The system lets users instantly copy text and photographs by using a finger to draw a box around them.
The digital copies can then be moved, edited and manipulated as if they were on a tablet or large touchscreen.
Fujitsu said it hoped to release a commercial version of the imaging technology in 2014.
The camera and projector forming the system are built into a stand that sits on a tabletop and monitors documents and the fingers of users in front of them. The cameras spot where fingers are placed and uses software to interpret what people want to do to the map, sticky note, photograph or other paper document.
A projector projects virtual buttons on to the tabletop that people can press with a fingertip to start copying or to perform other actions. The projector also illuminates the sections people want to highlight and projects copies of the text or image they want to grab.
Virtual copies of items can be “stored” to one side of the table and then moved around, expanded, shrunk and manipulated by a user. Fujitsu said the system could be useful for helping to organise notes from meetings or research projects.

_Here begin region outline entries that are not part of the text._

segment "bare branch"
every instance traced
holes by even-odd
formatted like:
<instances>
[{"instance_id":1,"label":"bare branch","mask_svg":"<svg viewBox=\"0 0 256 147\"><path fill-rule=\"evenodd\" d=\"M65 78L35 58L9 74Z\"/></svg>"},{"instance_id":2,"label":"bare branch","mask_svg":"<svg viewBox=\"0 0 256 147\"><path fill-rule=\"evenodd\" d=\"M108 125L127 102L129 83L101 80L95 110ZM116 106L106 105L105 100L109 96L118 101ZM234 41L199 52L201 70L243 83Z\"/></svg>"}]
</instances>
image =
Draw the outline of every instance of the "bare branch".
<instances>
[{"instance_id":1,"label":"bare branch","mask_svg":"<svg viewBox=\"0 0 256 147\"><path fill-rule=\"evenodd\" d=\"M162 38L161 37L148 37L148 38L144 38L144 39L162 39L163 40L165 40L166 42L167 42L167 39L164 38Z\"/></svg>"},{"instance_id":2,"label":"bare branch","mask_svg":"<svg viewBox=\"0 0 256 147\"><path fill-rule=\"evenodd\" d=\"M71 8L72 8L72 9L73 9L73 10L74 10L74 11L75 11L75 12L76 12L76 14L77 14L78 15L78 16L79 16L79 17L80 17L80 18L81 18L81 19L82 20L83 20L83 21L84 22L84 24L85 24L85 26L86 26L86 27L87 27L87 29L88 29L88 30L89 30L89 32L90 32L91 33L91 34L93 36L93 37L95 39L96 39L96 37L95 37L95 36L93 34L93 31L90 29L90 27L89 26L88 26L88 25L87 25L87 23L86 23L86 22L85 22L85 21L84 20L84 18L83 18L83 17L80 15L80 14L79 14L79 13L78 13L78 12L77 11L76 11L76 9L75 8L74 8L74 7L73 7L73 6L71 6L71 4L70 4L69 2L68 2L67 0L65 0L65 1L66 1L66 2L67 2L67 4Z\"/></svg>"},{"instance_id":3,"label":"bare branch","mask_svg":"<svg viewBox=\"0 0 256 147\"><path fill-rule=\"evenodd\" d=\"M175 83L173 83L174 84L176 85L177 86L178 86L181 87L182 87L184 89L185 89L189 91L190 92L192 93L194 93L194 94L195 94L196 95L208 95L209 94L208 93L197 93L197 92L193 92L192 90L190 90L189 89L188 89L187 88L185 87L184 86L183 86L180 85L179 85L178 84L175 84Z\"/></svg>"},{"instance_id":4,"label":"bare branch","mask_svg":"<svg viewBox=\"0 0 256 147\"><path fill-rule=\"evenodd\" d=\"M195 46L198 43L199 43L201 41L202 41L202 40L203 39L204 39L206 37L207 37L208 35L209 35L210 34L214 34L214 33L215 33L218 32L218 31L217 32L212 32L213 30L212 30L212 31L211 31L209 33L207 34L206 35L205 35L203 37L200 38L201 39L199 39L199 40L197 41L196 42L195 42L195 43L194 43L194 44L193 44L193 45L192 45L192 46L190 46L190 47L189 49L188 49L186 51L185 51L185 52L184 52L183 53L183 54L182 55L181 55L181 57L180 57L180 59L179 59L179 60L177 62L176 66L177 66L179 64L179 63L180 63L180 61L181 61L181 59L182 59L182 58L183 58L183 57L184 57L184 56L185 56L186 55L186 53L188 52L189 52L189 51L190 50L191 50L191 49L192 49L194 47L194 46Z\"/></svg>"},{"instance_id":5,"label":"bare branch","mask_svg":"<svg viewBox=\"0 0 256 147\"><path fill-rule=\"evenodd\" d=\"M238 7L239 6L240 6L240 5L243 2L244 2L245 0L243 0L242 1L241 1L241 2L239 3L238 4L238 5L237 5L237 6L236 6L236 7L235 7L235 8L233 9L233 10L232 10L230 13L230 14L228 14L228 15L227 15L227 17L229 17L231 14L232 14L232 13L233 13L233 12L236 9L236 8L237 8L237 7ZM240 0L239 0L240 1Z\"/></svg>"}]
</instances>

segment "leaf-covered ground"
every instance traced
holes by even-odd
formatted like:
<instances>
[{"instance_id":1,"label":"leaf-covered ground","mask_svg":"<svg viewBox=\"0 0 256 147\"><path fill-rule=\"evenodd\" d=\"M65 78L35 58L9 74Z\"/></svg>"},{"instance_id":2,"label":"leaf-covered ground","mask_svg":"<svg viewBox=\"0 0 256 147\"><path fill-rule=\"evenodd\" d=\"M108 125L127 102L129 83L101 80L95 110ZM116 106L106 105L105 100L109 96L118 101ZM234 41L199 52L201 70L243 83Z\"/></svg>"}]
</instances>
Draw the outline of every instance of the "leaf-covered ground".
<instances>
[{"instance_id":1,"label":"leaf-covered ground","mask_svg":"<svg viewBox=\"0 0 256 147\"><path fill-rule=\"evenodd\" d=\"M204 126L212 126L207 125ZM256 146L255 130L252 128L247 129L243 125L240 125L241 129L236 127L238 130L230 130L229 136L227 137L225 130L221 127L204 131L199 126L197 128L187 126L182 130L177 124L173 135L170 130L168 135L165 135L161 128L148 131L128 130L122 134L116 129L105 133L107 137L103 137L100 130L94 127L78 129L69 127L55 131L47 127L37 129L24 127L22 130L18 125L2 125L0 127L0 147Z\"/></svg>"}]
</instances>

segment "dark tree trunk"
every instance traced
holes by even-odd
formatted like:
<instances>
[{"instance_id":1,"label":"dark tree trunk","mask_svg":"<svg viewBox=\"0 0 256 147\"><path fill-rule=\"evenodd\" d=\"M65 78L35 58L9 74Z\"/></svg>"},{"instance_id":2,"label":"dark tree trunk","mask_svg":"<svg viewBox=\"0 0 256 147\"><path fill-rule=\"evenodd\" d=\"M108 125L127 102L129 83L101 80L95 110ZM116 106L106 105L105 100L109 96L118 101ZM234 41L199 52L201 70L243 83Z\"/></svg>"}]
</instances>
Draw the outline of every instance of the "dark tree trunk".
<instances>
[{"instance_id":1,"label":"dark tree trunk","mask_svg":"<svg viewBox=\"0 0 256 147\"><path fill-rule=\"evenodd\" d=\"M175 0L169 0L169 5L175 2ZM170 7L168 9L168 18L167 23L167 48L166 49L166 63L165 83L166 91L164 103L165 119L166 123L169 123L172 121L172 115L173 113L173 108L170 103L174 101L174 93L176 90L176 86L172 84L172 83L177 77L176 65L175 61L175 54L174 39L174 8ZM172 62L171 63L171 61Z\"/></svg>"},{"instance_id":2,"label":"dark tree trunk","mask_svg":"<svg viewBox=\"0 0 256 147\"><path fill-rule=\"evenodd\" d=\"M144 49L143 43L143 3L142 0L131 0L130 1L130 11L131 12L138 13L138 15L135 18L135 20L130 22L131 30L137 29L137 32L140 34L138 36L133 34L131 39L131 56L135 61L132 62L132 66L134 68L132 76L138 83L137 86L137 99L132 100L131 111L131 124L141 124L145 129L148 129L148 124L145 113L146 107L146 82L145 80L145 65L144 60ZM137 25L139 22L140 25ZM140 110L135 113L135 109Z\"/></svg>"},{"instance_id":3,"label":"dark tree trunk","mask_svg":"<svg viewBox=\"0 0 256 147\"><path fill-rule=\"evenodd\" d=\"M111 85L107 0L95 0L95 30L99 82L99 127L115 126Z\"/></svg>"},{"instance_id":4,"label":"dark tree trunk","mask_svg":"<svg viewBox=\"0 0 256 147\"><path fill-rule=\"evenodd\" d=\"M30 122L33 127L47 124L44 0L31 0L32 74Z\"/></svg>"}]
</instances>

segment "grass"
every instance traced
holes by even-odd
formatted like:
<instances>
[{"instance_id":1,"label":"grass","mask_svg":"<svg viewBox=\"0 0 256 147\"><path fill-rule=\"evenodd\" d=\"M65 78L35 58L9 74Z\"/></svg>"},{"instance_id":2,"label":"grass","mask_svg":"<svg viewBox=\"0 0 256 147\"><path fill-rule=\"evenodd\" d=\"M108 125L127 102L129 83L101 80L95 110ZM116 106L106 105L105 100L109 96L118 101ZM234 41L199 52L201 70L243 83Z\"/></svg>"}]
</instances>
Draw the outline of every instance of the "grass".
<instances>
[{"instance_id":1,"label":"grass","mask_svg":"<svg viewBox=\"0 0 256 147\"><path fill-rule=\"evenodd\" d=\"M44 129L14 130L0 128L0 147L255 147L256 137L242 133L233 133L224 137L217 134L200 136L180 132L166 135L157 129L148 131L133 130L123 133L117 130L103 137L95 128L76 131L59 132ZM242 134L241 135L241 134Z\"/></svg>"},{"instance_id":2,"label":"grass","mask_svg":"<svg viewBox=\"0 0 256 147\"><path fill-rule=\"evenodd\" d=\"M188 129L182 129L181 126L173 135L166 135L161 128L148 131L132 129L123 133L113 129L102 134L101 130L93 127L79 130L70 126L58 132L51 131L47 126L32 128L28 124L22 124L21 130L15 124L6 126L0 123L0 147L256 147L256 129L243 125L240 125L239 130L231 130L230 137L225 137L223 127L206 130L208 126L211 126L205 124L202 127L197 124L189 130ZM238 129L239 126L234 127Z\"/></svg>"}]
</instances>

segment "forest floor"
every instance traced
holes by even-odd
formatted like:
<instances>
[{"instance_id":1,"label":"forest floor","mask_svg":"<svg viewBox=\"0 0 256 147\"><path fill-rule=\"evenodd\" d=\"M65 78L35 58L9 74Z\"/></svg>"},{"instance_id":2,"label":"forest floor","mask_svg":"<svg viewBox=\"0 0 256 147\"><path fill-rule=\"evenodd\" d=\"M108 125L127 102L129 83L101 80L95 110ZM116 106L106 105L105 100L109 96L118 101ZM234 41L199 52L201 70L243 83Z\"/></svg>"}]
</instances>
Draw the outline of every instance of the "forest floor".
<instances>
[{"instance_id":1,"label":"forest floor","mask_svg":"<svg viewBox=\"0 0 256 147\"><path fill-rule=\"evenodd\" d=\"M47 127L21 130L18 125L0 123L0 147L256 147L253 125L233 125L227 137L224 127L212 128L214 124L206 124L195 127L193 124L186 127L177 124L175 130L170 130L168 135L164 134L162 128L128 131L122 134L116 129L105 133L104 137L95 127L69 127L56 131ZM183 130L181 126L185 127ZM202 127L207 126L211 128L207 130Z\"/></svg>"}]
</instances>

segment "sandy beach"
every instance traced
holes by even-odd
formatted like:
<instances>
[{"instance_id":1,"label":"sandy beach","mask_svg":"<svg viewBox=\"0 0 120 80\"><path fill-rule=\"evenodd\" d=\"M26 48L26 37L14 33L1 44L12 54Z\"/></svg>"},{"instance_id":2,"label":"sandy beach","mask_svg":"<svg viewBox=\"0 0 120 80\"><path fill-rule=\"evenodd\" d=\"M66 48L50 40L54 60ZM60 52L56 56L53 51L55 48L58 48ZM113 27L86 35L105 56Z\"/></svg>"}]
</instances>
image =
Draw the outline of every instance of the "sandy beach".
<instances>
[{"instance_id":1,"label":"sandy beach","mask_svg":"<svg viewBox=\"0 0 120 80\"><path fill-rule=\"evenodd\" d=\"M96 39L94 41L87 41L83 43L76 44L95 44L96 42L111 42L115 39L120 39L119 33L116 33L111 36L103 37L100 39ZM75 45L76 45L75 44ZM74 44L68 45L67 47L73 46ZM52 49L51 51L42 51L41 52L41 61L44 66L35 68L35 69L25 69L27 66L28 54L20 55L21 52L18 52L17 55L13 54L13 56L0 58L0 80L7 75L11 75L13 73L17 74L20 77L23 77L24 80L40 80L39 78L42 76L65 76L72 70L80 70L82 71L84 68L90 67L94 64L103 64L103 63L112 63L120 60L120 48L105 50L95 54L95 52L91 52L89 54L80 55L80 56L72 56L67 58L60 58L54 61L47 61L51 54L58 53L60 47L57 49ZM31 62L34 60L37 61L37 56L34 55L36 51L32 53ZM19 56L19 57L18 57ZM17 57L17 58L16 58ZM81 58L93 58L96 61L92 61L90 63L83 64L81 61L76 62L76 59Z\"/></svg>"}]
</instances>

One key breakthrough, it said, was using cameras offset from each other slightly. This helped them get a much better idea of where fingers were in order to spot accurately what a user wanted to highlight or copy.
Fujitsu said its system could be used as a way to enhance current computer interface systems or, eventually, to replace the keyboard and mouse. Prior attempts to do this, it said, had relied on expensive sensors but its system used off-the-shelf projectors and cameras, even webcams, suggesting any commercial model would be easy to produce.